Mais le Vietnamien, dans son ingéniosité, optimise cette calculette digitale en comptant… sur ses phalanges. Essayez, 5 doigts, 14 phalanges, 10 doigts et on atteint le nombre 28! Certes, les esprits chagrins diront que ça ne fait pas un compte rond, comme pourrait l’être 30. Mais 28, c’est quand même pile poil, 4 semaines.

Tout en couleur

Maintenant, sous peine d’être mis à l’index, il est temps de se préoccuper de cette spécialité vietnamienne que j’évoque au début de cette tranche de vie: la décoration sur ongle. Pour cela, je n’ai pas à vous entraîner trop loin. Pas une rue qui n’ait son petit salon de manucure, qui affiche en façade la carte des soins pour ongle en recherche de rénovation ou de décoration.

Lieu réservé à la gent féminine, en général, je m’y étais égaré, par curiosité, en accompagnant mon épouse et ma fille. Chaussures déposées sur le seuil, on me cantonne clairement dans mon rôle d’observateur, en m’installant sur un tabouret, tandis que le reste de la famille a droit à de confortables fauteuils en similicuir.

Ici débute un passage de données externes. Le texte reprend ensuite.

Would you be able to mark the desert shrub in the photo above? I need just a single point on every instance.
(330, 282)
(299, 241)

Au mûr, des étagères de centaines de petits flacons de vernis colorés me rappellent étrangement les nuanciers utilisés en imprimerie. C’est une explosion d’arc-en-ciel, une myriade de teintes, dont je peine à nommer certaines.

Les jeunes femmes qui officient sont assises sur des sièges bas, au pied de clientes qui leur confient nonchalamment leurs mains. À côté des fauteuils, des petites tables qui supportent une tasse de thé parfumé.  Pendant une heure, hydratée, massée, sublimée, la main devient une star. Puis, c’est le tour de l’ongle. Limé, poli, cuticules retirées, huilé, il est préparé comme une toile destinée à devenir un tableau de maître.

Et, c’est bien d’art dont il s’agit. Strass, paillettes, piercing, stickers... L’artiste manucure puise dans des récipients au gré du désir de sa cliente. Elle colle, assemble, incruste, à petits coups de pinceaux, elle transforme l’ongle en bijou. La dextérité dont elle fait preuve est déjà étonnante en soi, mais le plus surprenant est que toute cette alchimie se déroule dans un pépiement de bavardages. Tout le monde s’interpelle, les rires éclatent, les blagues fusent.

Mon statut de mâle et d’étranger me vaut d’être le centre d’intérêt pendant quelques minutes, puis des sujets plus féminins me relèguent dans mon coin. Enfin, mon épouse et ma fille quittent leur fauteuil. La première a opté pour des ongles multicolores, la seconde pour un dessin de papillon butinant une fleur sur chaque ongle. Un feu d’artifice au bout des doigts.

Attention, si vous y mettez le doigt, vous ne pourrez plus vous en passer!